Gezinnen sparen meest sinds ontstaan muntunie in 1999
De grote economische ravage die covid-19 aanricht, werd duidelijk in de economische-groeicijfers voor het tweede kwartaal. In de eurozone daalde het reële bbp met 12,1%, na al een correctie van 3,6% in het eerste kwartaal. Detailcijfers voor de bbp-componenten in het tweede kwartaal zijn nog niet beschikbaar. Het is zeer waarschijnlijk dat, net als in het eerste kwartaal, vooral de particuliere consumptie zwaar terugviel. In het eerste kwartaal verklaarde de daling in de consumptie bijna 70% van de bbp-correctie in de eurozone. De lockdownmaatregelen die in veel landen al tijdens het eerste kwartaal van kracht werden, leidden tot het noodgedwongen schrappen van bepaalde uitgaven. Ook in het tweede kwartaal was veel consumptie tijdelijk onmogelijk of lastig. Daarbij kwam dat velen een deel van hun inkomen verloren omdat ze (gedeeltelijk) werkloos raakten.

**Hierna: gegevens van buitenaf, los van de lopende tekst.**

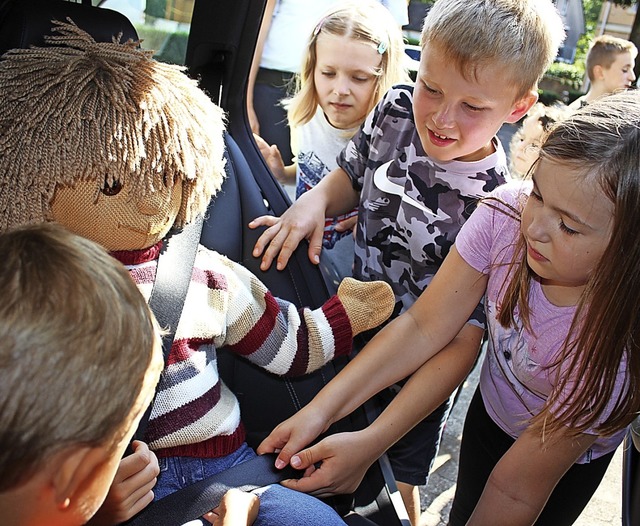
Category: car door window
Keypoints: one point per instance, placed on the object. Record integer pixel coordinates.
(163, 25)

Ook dat deed de particuliere consumptie verder dalen.
De verstoring van de consumptie komt ook tot uiting in een (geforceerde) toename van het sparen. Eurostat publiceerde zopas cijfers over de spaarquote (d.i. het deel van het beschikbaar gezinsinkomen dat wordt gespaard) in het eerste kwartaal van 2020. Voor de hele eurozone lag de (seizoensgezuiverde) spaarquote toen al 4,3 procentpunten hoger vergeleken met een kwartaal eerder. Dat was veruit de sterkste opsprong van de spaarquote sinds het ontstaan van de muntunie in 1999. Ook het niveau van de spaarquote (16,8%) was nooit hoger (ter vergelijking: tijdens de financiële crisis piekte ze op 14,2% in het derde kwartaal van 2009). De kwartaal-op-kwartaaltoename van de spaarquote deed zich voor in alle EMU-landen. Zij was het grootst in België (+6,4 procentpunten) en het kleinst in Duitsland (+1,4 procentpunten).
De spaarquote zal in het tweede kwartaal ongetwijfeld nog verder zijn gestegen. Los van de fysieke beperkingen inzake consumptiemogelijkheden zal die stijging ook te verklaren zijn doordat consumenten voorzichtiger zijn geworden. Door de grote onzekerheid over het verloop van covid-19, en meer specifiek over de situatie op de arbeidsmarkt, zijn gezinnen immers geneigd om hun voorzorgssparen te versterken. Tijdens het tweede kwartaal waren er in veel landen maatregelen die het inkomen van de gezinnen ondersteunden (vooral loonsubsidies en tijdelijke werkloosheid). Maar de situatie deed allicht velen toch vrezen om hun job te verliezen en dat zal hun bestedingen mee hebben gedrukt.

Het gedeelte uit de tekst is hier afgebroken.